Belle & Sebastian's Stuart Murdoch does Bob Wills, Glasgow-style.
Belle & Sebastian's Stuart Murdoch does Bob Wills, Glasgow-style. (Photo By Mary Sledd)

Belle & Sebastian

Backyard, April 30 Question one in an audience survey conducted by Stuart Murdoch, Belle & Sebastian frontman: "Hands up -- who was in Slacker?" Cowboy hats, Butthole Surfers teases, and Bob Wills covers might sound like a sarcastic poke at Texas cowpoke culture, but the 10-piece Scot pop outfit, in its first journey to the Lone Star state, emanated nothing but sincere tribute and a desire to crowd-please. In fact, their two-plus-hour performance was nothing less than a miracle. Bringing all the dyed-black hipsters out of their seedy clubs and crouching corners to a perfectly divine evening at the Backyard created an atmosphere akin to the fields of Woodstock, complete with geeky girls sitting atop the permanently hunched shoulders of their disaffected boyfriends. "This is the most beautiful place we've ever played," exclaimed Murdoch. For at least one evening, a subculture defined by cynicism, bad haircuts, and rampant individualism actually took on the semblance of a community. On top of that, the band's extended set proved most palatable. The menu consisted mostly of popular selections from the group's earlier, and most well-loved, albums. "If You're Feeling Sinister," "State I Am In," "Seeing Other People," and "Get Me Away From Here, I'm Dying" were among 20 upbeat tunes served in rapid-fire succession. Newer material was thrown in, the overly modest Murdoch stepping out of the limelight a few gracious times to let whiz-kid guitarist Stevie Jackson peacock his flamenco stylings.
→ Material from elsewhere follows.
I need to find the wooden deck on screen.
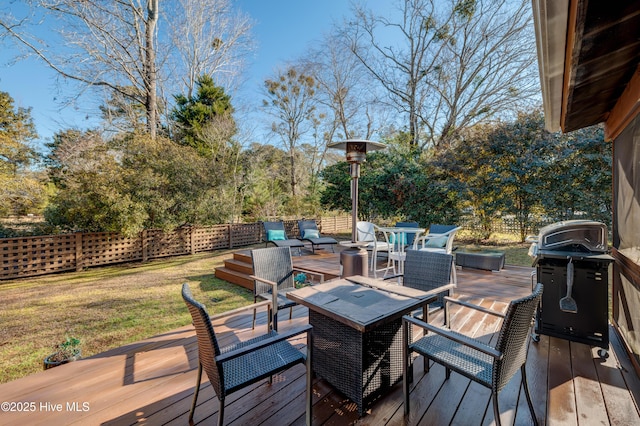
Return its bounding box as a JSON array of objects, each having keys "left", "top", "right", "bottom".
[{"left": 0, "top": 255, "right": 640, "bottom": 426}]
Unfortunately missing was vocalist extraordinaire Isobel Campbell, an absence clearly mourned by Murdoch as much as the audience. Belle & Sebastian's often complex pop cacophony on album was executed flawlessly live and with flair, as the band flowed in front of "the biggest audience we've ever played to." Crowd participation of the 3,000 or so in attendance had a British invasion feel with soccer balls, handclaps, and girls in the back encouraged to do the "Beatles scream." One lucky less-than-hetero nerd was invited onstage, and then outdanced by the energetic Murdoch as he could only look on with marmalade eyes. As the feel-good show of the spring drew to a close, the Scots suggested moving the party down to Barton Creek. For a moment, it really felt like we could do anything we damn well pleased.